Have you ever flogged a dead horse? Me neither, that’s
animal cruelty. Animal necro-cruelty (cause they’re dead). It felt something
close to it though. Have you ever met someone so bloody positive it makes you
want to punch them? Just so you could remove that stupid grin and that aura of
positivity from their essence? Then we can both be miserable together- the
perfect ambience. Telling yourself half-hearted positive shit ends up being
just that- a big bowl of shit. I would get so angry sometimes it would be
overwhelming. The night ending wasn’t helping either, because it would mean
human contact again. So much human contact, when all you want to do is curl in
bed and not move for a really long time. I kept wishing I could freeze time;
everything at a standstill; then I could scream for eternity and walk away.
I hate disappointing people, including myself. However the
past few months have been a whole big dollop of disappointments culminating to
the big cry out in the ward. I refuse to be ashamed of it though and everyone
should cut me some slack about. Restrained stress always ends up in a dramatic
release, and with Diana Abuodha, theatrics are never far behind. You can’t
please everyone I know, but that doesn’t stop me from trying. It gets worse
where leadership is involved. After the amount of critics I had post-high
school, inclusive of a former friend, I always strive to be a more ‘democratic’
leader. What I learnt, is that the fourth form captain and the paediatric
representative is that they both had their own set of challenges, and both did
have their own depressed moments. However the paediatric one has been more
emotionally challenged which is weird because of the expected age- maturity
status and has literally been on the verge of a mental breakdown. This has been
due to the progressively high output failure that I’d been courting for weeks.
I mean how do you read so much and the output not reflect it? It has caused
anxiety attacks in many a moment these few months. The fall into oblivion has
been slowly inevitable without much awareness.
It’s hard to do that when you have the most amazing friends
around you, who would go through any lengths to help you. If you just ask. I
couldn’t. Everyone had so much to deal with and in reality dealing with both
that and me would have been out of their depth. I loved them too much to burden
them with what seemed to me at the time to be a kaleidoscope of worries, fears
and attacks on my psyche. It’s no wonder my immune system was so vulnerable.
The only time I felt some relief is when I developed some form of apathy to
life. I didn’t want to live anymore. I don’t mean seriously offing myself,
though I can’t fully rule it out, I mean I didn’t want to participate anymore.
I didn’t marvel at life anymore and laugh at its inside jokes. From the moment
my eyes opened all I looked forward to was closing them again. I just maintained a routine. It was expected.
Anything out of the ordinary would have raised eyebrows, leading to questions.

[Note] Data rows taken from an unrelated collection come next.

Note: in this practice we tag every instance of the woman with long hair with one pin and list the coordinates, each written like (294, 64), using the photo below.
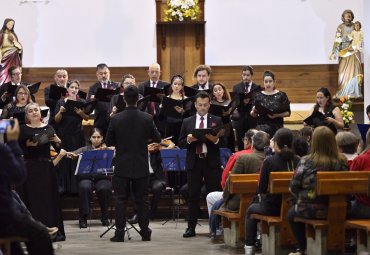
(309, 205)
(220, 96)
(40, 190)
(10, 50)
(284, 159)
(22, 98)
(326, 106)
(271, 106)
(70, 131)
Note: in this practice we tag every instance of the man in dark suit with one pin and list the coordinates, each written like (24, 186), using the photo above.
(130, 132)
(101, 119)
(202, 74)
(61, 79)
(245, 121)
(15, 73)
(154, 73)
(202, 158)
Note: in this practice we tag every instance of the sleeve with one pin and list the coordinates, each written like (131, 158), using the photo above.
(263, 183)
(12, 162)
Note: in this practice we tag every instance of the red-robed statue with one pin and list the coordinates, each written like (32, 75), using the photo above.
(10, 50)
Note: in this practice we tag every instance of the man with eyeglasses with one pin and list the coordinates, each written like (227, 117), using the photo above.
(61, 80)
(101, 119)
(15, 73)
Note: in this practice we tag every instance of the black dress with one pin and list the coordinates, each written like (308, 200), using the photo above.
(72, 136)
(40, 190)
(10, 109)
(277, 103)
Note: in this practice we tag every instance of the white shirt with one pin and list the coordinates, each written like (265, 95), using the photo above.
(197, 123)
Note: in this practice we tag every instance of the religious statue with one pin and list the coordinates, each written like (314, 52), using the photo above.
(10, 50)
(347, 47)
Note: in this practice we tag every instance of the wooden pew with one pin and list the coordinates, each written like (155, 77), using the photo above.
(5, 243)
(362, 228)
(233, 223)
(275, 230)
(324, 236)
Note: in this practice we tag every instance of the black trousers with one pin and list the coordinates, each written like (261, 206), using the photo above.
(139, 189)
(212, 179)
(251, 224)
(103, 189)
(39, 242)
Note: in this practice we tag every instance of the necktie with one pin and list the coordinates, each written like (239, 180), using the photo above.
(199, 148)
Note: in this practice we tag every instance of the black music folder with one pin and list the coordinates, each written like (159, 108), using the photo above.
(21, 116)
(154, 93)
(105, 95)
(315, 118)
(192, 92)
(57, 92)
(169, 104)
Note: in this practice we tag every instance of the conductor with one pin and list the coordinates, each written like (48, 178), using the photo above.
(130, 132)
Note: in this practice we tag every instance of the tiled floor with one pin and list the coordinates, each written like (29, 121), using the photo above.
(166, 239)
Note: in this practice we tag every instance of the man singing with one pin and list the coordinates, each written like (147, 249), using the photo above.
(202, 158)
(130, 132)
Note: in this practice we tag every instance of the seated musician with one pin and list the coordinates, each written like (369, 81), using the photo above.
(86, 184)
(157, 179)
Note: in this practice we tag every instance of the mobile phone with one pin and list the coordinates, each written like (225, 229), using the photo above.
(4, 125)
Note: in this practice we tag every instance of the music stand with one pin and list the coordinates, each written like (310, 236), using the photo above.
(174, 160)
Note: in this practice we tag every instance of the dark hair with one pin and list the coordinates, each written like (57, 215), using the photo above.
(74, 81)
(300, 146)
(350, 12)
(101, 66)
(326, 94)
(347, 142)
(268, 73)
(202, 95)
(202, 68)
(247, 68)
(3, 29)
(226, 95)
(12, 68)
(131, 95)
(283, 138)
(359, 23)
(265, 128)
(260, 140)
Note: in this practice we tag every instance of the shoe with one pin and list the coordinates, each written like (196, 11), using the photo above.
(249, 250)
(118, 238)
(52, 232)
(105, 222)
(189, 232)
(146, 236)
(297, 252)
(82, 222)
(134, 219)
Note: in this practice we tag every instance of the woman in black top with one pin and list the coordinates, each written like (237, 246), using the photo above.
(22, 98)
(70, 132)
(269, 204)
(220, 96)
(40, 190)
(273, 104)
(325, 105)
(101, 183)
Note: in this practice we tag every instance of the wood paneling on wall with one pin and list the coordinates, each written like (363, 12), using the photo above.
(300, 82)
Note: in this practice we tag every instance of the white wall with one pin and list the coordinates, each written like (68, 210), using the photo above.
(270, 32)
(82, 33)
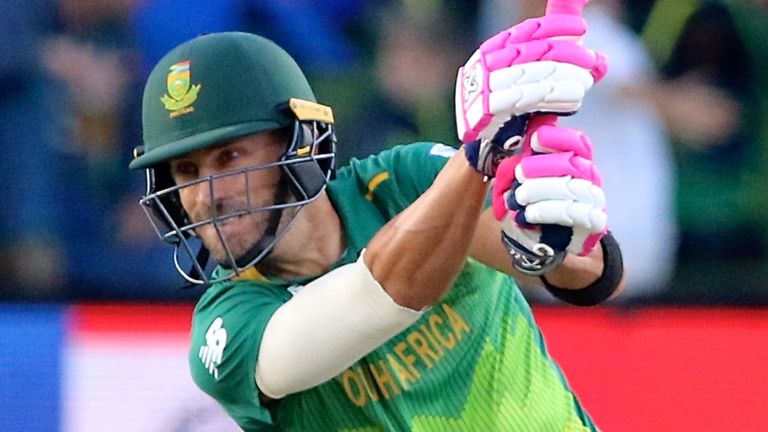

Lord knows I hate probing questions. I thus allowed myself to die internally
whilst maintaining an outward appearance. Dying is really a simple business
once you decide to just embrace it. It’s kind of scary how happily I adapted to
this form of life, how little scenarios of quaint deaths filled my mind at
times. I still had that little obstinate bulb of optimism that things would get
better, given that one element-time.
Time is all I have these days. It’s the one thing you’re
granted and yet easily taken away from you. Weird, right? As I said earlier,
I’m still in a dark place, but it’s not so bad anymore. There are some
beautiful designs playing out right here I’d never paid attention to.